Context burden levels determine how much the agent involves the caller when using an integration. Each level adds more friction — from invisible background operations to full identity verification.
The Five Levels
Ambient (Level 0)
The agent uses the integration silently. The caller doesn't know an API call happened.
Example: Looking up the caller's phone number in your CRM to see if they're an existing customer. The agent just knows — "Hi Sarah, thanks for calling back."
Conversational (Level 1)
The agent mentions it naturally as part of the conversation.
Example: "Let me check our availability for you... I have openings at 10 and 2 on Tuesday."
Requested (Level 2)
The agent only uses the integration when the caller explicitly asks.
Example: The caller says "Can you check if my insurance is on file?" — then the agent looks it up.
Confirmed (Level 3)
The agent asks for confirmation before taking action.
Example: "I can book that appointment for Tuesday at 2pm with Dr. Smith. Shall I go ahead and confirm it?"
Verified (Level 4)
The agent requires identity verification before using the integration.
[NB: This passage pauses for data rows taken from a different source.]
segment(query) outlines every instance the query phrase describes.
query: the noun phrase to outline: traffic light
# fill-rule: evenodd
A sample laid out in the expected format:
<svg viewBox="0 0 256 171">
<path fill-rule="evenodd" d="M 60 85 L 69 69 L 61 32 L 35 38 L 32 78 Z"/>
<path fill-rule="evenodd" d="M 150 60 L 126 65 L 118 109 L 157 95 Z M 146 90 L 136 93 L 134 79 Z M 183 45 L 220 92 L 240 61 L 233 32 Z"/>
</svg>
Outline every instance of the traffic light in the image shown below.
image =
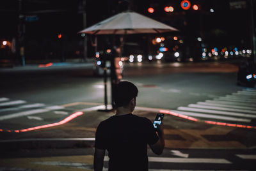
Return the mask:
<svg viewBox="0 0 256 171">
<path fill-rule="evenodd" d="M 152 7 L 148 8 L 148 12 L 151 13 L 154 13 L 154 8 L 152 8 Z"/>
<path fill-rule="evenodd" d="M 166 13 L 173 12 L 174 11 L 174 8 L 172 6 L 165 6 L 164 7 L 164 11 Z"/>
<path fill-rule="evenodd" d="M 191 4 L 190 2 L 188 0 L 183 0 L 180 3 L 181 8 L 182 8 L 182 9 L 185 10 L 189 9 L 191 5 Z"/>
</svg>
Used for sensitive operations.
Example: "Before I can access your account details, can you confirm your date of birth?"
Choosing the Right Level
- Read-only, non-sensitive operations → Ambient or Conversational
- Actions that modify data (booking, cancelling) → Confirmed
- Sensitive data access (medical records, financial info) → Verified
- Caller-initiated lookups → Requested
Default Levels
Pre-built integrations have sensible defaults:
- Calendar availability check → Conversational
- Booking an appointment → Confirmed
- CRM lookup → Conversational
- Zapier webhook → Conversational
You can change the level for any integration from the skill configuration page.